The salary cap has fundamentally changed the business. But the true impact is only now being understood. Within a few years you’ll see a lot of teams trying to lose to get the top draft picks that are the only road to a Stanley Cup in a cap system. Because the cap inadvertently dries up the free agent market, getting the top players in any other way is now extinct. Unfortunately the current CBA has eight years to run and no chance to redress what will be a huge challenge to the NHL’s integrity.

All over town there are bus stop ads and radio ads and newspaper ads promising, Change is coming. All new brass from Linden down: can rookies really make change?

The Canucks have three people learning how to do the job by doing the job for the first time. I defy you to show me a Stanley Cup team that succeeded with one green person in management, let alone three. Could it happen? Sure. But the odds are astronomical. It will take years and Vancouver has proved it has little patience. 

I’m curious to know how hockey fans have responded to the book overall. What’s the biggest question you get, and the biggest pushback?

Some have said I was overly sympathetic to Gillis’s program. So be it. It will take years before the Vancouver market can separate the facts from their disappointment over what happened. As i say, the things that are important to Canucks fans aren’t necessarily important to winning hockey.
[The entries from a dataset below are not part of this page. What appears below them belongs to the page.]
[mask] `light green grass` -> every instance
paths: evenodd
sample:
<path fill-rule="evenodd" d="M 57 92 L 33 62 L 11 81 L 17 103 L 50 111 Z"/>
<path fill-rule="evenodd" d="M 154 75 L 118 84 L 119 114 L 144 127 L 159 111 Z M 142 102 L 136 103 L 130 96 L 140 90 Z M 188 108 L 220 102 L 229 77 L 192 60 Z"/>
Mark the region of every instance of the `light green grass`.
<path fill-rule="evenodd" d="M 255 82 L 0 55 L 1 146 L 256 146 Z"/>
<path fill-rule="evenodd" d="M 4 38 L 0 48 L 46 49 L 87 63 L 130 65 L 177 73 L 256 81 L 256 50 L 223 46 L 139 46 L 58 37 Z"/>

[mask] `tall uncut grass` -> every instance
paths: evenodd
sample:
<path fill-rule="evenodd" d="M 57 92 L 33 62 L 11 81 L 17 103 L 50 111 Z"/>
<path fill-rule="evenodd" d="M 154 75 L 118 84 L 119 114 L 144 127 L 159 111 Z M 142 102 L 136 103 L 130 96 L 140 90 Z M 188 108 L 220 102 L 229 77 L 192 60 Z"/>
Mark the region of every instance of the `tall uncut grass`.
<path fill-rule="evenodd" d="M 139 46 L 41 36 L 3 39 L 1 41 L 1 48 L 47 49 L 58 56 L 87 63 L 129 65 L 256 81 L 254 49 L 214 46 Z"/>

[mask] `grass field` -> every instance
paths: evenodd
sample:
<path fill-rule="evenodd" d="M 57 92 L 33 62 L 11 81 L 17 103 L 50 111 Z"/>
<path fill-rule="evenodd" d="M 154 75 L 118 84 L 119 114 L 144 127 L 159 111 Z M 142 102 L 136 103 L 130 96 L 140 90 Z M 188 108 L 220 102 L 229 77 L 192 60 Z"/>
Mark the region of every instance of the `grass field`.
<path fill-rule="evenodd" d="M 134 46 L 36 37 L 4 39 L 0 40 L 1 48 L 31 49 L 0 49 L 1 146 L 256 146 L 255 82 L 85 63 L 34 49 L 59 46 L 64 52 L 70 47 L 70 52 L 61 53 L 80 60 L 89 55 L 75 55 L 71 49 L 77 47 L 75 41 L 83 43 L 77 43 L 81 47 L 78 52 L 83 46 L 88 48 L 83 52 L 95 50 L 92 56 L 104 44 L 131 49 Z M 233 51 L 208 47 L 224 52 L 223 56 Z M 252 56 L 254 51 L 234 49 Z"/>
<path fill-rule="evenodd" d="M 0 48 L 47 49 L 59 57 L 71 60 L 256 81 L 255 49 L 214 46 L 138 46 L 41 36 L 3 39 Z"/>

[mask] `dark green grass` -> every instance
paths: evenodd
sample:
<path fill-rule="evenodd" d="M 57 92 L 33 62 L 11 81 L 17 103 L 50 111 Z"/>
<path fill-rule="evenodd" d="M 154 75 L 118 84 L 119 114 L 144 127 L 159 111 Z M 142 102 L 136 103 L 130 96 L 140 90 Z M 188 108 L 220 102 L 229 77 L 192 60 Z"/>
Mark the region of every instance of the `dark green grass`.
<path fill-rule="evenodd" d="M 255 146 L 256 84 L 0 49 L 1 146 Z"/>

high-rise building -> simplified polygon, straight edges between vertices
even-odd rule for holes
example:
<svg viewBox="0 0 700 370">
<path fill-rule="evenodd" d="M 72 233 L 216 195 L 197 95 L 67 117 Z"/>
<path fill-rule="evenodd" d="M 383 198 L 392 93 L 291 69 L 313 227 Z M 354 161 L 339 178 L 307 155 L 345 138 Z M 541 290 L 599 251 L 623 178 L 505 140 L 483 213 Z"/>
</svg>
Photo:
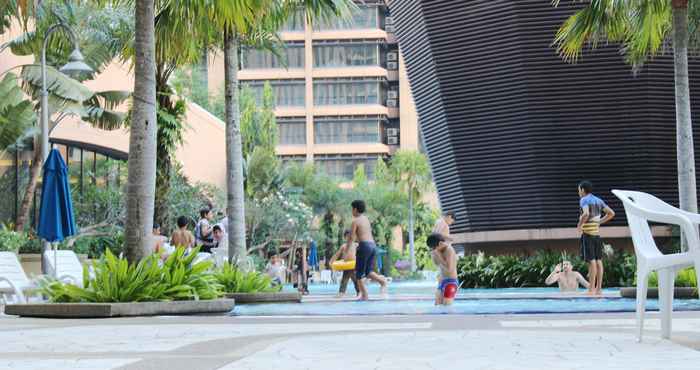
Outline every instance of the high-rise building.
<svg viewBox="0 0 700 370">
<path fill-rule="evenodd" d="M 314 161 L 328 175 L 352 178 L 363 164 L 418 148 L 408 79 L 384 1 L 358 1 L 351 19 L 310 26 L 302 12 L 281 32 L 282 58 L 243 49 L 238 78 L 258 99 L 269 81 L 284 161 Z M 223 75 L 223 58 L 211 76 Z M 214 78 L 216 80 L 217 78 Z M 210 85 L 212 85 L 210 83 Z"/>
</svg>

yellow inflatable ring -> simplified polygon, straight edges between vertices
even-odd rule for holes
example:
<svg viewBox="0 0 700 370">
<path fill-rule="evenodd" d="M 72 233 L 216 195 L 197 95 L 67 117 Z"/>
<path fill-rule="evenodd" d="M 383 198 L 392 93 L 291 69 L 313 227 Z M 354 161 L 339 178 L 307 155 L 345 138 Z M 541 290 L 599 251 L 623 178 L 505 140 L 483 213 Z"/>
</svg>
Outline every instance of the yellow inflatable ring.
<svg viewBox="0 0 700 370">
<path fill-rule="evenodd" d="M 331 269 L 334 271 L 345 271 L 345 270 L 354 270 L 355 269 L 355 260 L 352 261 L 335 261 L 331 263 Z"/>
</svg>

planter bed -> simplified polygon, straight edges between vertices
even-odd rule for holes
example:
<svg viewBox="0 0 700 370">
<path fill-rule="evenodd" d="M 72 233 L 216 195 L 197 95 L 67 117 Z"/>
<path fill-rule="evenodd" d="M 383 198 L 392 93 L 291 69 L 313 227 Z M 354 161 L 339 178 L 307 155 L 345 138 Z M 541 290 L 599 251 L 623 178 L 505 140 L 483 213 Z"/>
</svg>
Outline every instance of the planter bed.
<svg viewBox="0 0 700 370">
<path fill-rule="evenodd" d="M 637 298 L 637 288 L 620 288 L 620 295 L 624 298 Z M 647 298 L 659 298 L 659 289 L 648 288 Z M 674 288 L 673 298 L 697 299 L 698 290 L 695 288 Z"/>
<path fill-rule="evenodd" d="M 136 303 L 28 303 L 6 305 L 5 314 L 47 318 L 191 315 L 230 312 L 234 304 L 233 299 Z"/>
<path fill-rule="evenodd" d="M 229 293 L 226 298 L 233 298 L 238 304 L 244 303 L 301 303 L 301 293 Z"/>
</svg>

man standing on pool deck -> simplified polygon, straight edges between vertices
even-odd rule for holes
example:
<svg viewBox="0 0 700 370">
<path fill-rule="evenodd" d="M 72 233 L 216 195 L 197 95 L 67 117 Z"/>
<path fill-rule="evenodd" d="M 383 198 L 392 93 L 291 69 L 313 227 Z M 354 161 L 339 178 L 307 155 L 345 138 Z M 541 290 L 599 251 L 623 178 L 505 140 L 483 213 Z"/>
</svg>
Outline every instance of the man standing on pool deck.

But Alain Vigneault taking the Rangers to the final the year after being driven out of Vancouver is instructive. I’m sure Gillis will meet with similar success if he decides to run another club. (And he will have many offers.) The city had a superb, creative group running their team. Now the city finds out how the other half lives.

Finally, I’m curious to know how Vancouver seems to the world. What did the Canucks look like to the rest of North America during the Gillis years? And what do we look like now?

I tell people that after 25 years in Toronto and 17 years in Calgary, it looks like Vancouver is hysterical (not helped by the riots either). Leafs, Flames, Jets, Senators and Oilers fans look at Vancouver and say, You had one bad year after five division titles, two President’s Cups and a narrow loss in the final. And you lose your mind? Fire everyone? Incredible. If this is ownership’s resolve then count on a long time till another year like 2011 comes along.